Green Diesel Production over Nickel-Alumina Nanostructured Catalysts Promoted by Copper

A series of nickel–alumina catalysts promoted by copper containing 1, 2, and 5 wt. % Cu and 59, 58, and 55 wt. % Ni, respectively, (symbols: 59Ni1CuAl, 58Ni2CuAl, 55Ni5CuAl) and a non-promoted catalyst containing 60 wt. % Ni (symbol: 60NiAl) were prepared following a one-step co-precipitation method. They were characterized using various techniques (N2 sorption isotherms, XRD, SEM-EDX, XPS, H2-TPR, NH3-TPD) and evaluated in the selective deoxygenation of sunflower oil using a semi-batch reactor (310 °C, 40 bar of hydrogen, 96 mL/min hydrogen flow rate, and 100 mL/1 g reactant to catalyst ratio). The severe control of the co-precipitation procedure and the direct reduction (without previous calcination) of precursor samples resulted in mesoporous nano-structured catalysts (most of the pores in the range 3–5 nm) exhibiting a high surface area (192–285 m2 g−1). The promoting action of copper is demonstrated for the first time for catalysts with a very small Cu/Ni weight ratio (0.02–0.09). The effect is more pronounced in the catalyst with the medium copper content (58Ni2CuAl) where a 17.2% increase of green diesel content in the liquid products has been achieved with respect to the non-promoted catalyst.

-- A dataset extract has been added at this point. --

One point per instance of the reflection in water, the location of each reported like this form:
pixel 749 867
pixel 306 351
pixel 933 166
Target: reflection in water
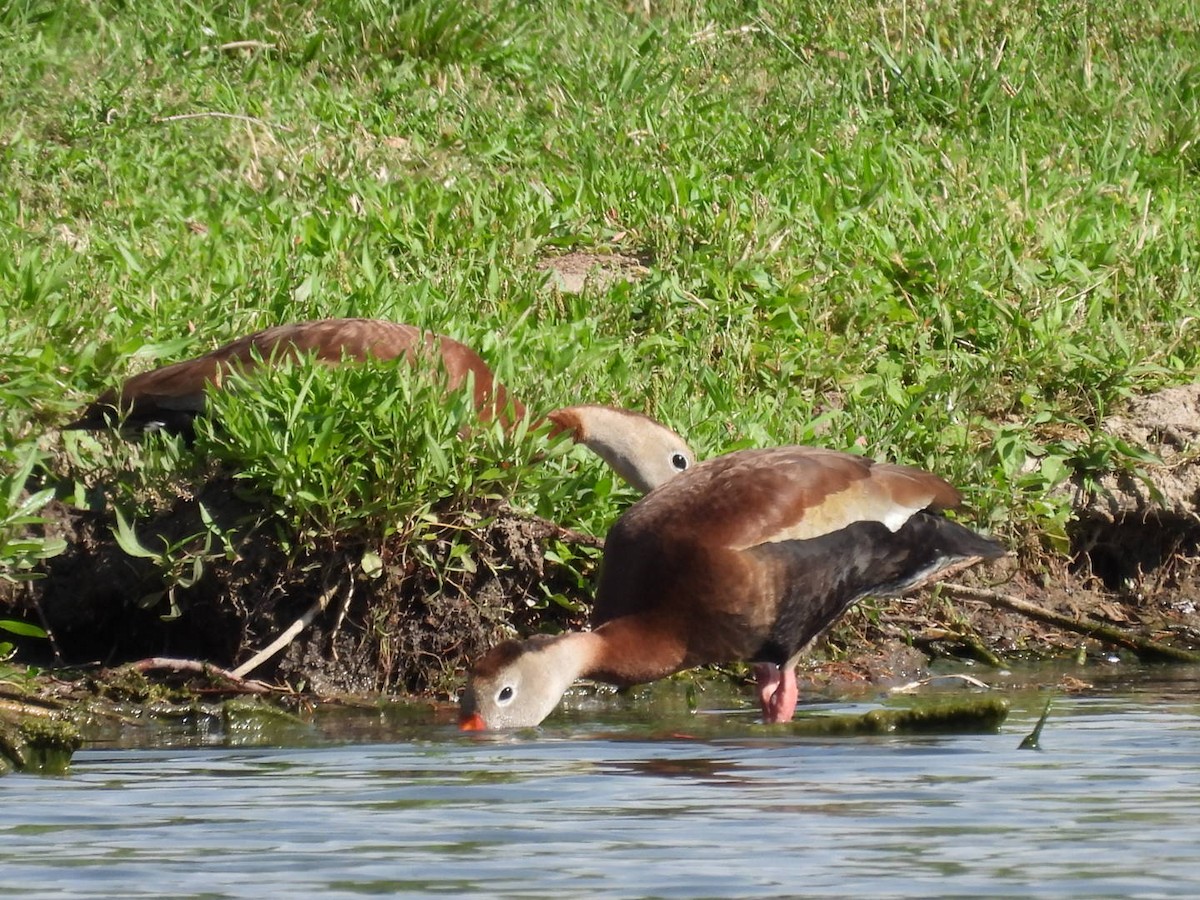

The copper promoting action was attributed to the increase in the nickel dispersion as well as to the formation of a Ni-Cu alloy being very rich in nickel. A portion of the Ni-Cu alloy nanoparticles is covered by Ni0 and Cu0 nanoparticles in the 59Ni1CuAl and 55Ni5CuAl catalysts, respectively. The maximum promoting action observed in the 58Ni2CuAl catalyst was attributed to the finding that, in this catalyst, there is no considerable masking of the Ni-Cu alloy by Ni0 or Cu0. The relatively low performance of the 55Ni5CuAl catalyst with respect to the other promoted catalysts was attributed, in addition to the partial coverage of Ni-Cu alloy by Cu0, to the remarkably low weak/moderate acidity and relatively high strong acidity exhibited by this catalyst. The former favors selective deoxygenation whereas the latter favors coke formation. Copper addition does not affect the selective-deoxygenation reactions network, which proceeds predominantly via the dehydration-decarbonylation route over all the catalysts studied.